MGBKI Desak Audit Independen Kasus Kematian Dokter Internship, Soroti Beban Kerja dan Sistem Supervisi
Foto: (Sumber: Tangkapan layar-Ketua Majelis Guru Besar Kedokteran Indonesia (MGBKI) Budi Iman Santoso dalam konferensi pers terkait pernyataan sikap MGBKI atas kasus kematian dr. Myta Aprilia Azmy yang meninggal diduga akibat eksploitasi pekerjaan secara daring diikuti di Jakarta pada Minggu (3/5/2026). ANTARA/Lintang Budiyanti Prameswari.)

Pantau - Majelis Guru Besar Kedokteran Indonesia (MGBKI) mendesak dilakukannya audit independen terhadap kasus kematian dokter internship Myta Aprilia Azmy yang sebelumnya bertugas di Jambi.

Desakan Investigasi Menyeluruh

Ketua MGBKI Budi Iman Santoso meminta Kementerian Kesehatan, Konsil Kedokteran Indonesia, institusi pendidikan, dan rumah sakit melakukan investigasi komprehensif.

Ia mengatakan, "MGBKI mendesak Kemenkes, KKI, institusi pendidikan dan rumah sakit wahana pendidikan melakukan audit independen terhadap kronologi, sistem supervisi, beban kerja, respons klinis, ketersediaan obat, serta budaya kerja yang menyertai kejadian ini,"

Kasus ini diduga berkaitan dengan eksploitasi kerja terhadap dokter muda, termasuk beban kerja berlebihan dan jam kerja yang tidak manusiawi.

MGBKI juga menyoroti lemahnya supervisi serta perlindungan terhadap peserta pendidikan kedokteran.

Tolak Intimidasi dan Dorong Reformasi Sistem

MGBKI menolak praktik menyalahkan korban serta segala bentuk intimidasi terhadap peserta pendidikan.

Ia mengatakan, "MGBKI menolak victim blaming menyalahkan korban dan intimidasi. Setiap upaya menyalahkan korban, membungkam informasi, mengancam peserta pendidikan, atau memberikan sanksi administratif seperti perpanjangan masa pendidikan karena menyuarakan keselamatan kerja harus dihentikan,"

Organisasi ini menuntut perlindungan hukum, etik, dan akademik, termasuk lingkungan kerja yang aman, supervisi jelas, dan akses layanan kesehatan.
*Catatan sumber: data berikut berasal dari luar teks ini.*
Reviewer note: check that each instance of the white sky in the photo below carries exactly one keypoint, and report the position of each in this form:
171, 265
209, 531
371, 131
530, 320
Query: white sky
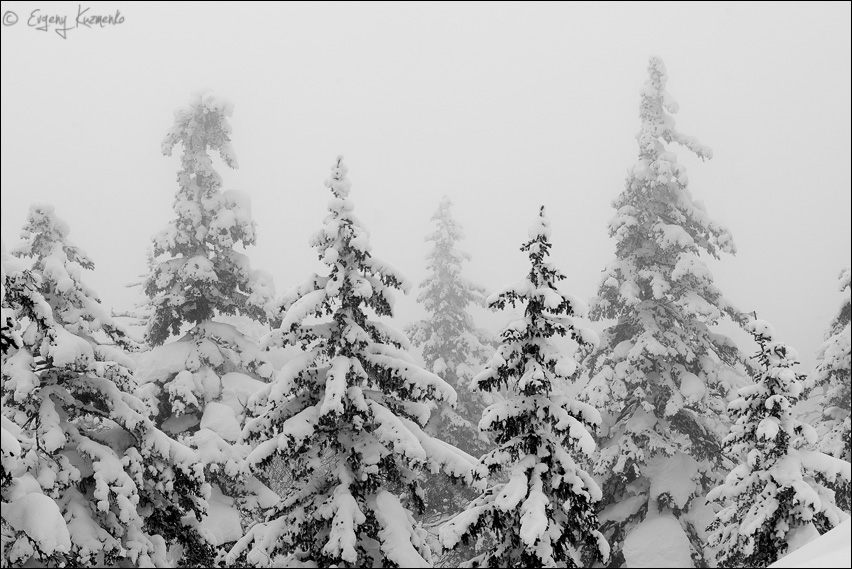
503, 107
Selain itu, diperlukan sistem pelaporan yang aman bagi peserta pendidikan untuk menyampaikan keluhan.

MGBKI mendorong reformasi nasional sistem internship dan pendidikan klinik, termasuk pengaturan batas jam kerja, rasio supervisi, serta standar kompetensi.

Ia menyatakan, "MGBKI mengingatkan bahwa pendidikan kedokteran adalah proses mulia untuk membentuk dokter yang kompeten, beretika dan berjiwa kemanusiaan. Pendidikan kedokteran tidak boleh berubah menjadi sistem yang menormalisasi penderitaan, kelelahan ekstrem, intimidasi dan pembiaran terhadap keselamatan peserta didik,"
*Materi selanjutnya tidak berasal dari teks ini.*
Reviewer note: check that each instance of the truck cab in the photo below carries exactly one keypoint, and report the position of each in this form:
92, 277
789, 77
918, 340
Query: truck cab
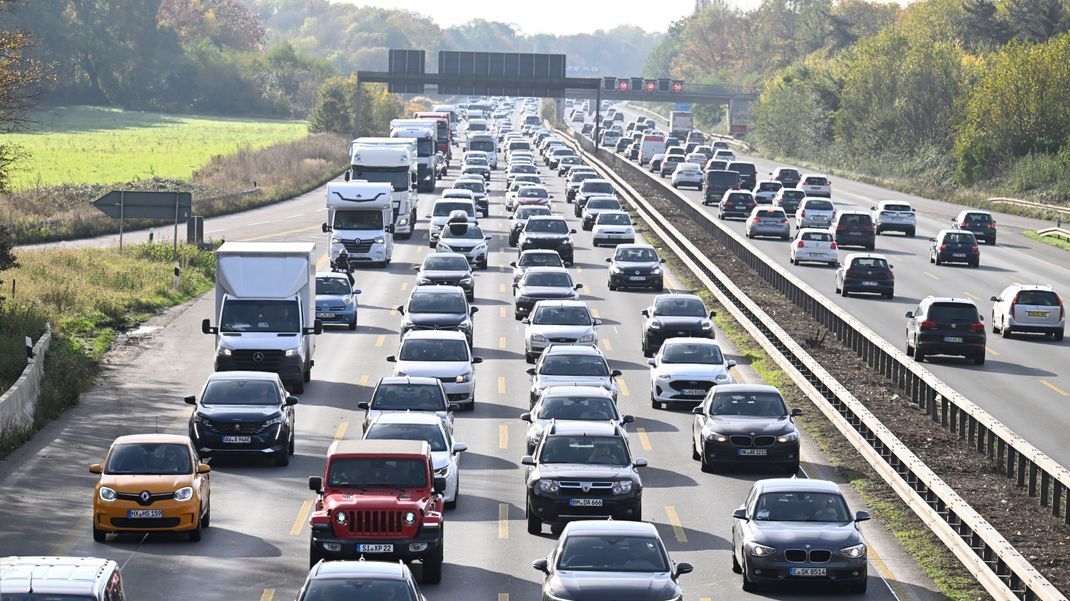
264, 309
360, 220
391, 160
379, 499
MGBKI menegaskan akan mengawal kasus ini secara akademik, etik, dan moral demi menjaga keselamatan peserta pendidikan serta kualitas layanan kesehatan.

Ia mengatakan, "MGBKI akan mengawal kasus ini secara akademik, etik dan moral demi menjaga martabat ilmu kedokteran, keselamatan peserta pendidikan, serta masa depan pelayanan kesehatan Indonesia,"

Secara keseluruhan, kasus ini diharapkan menjadi momentum perbaikan sistem pendidikan kedokteran di Indonesia.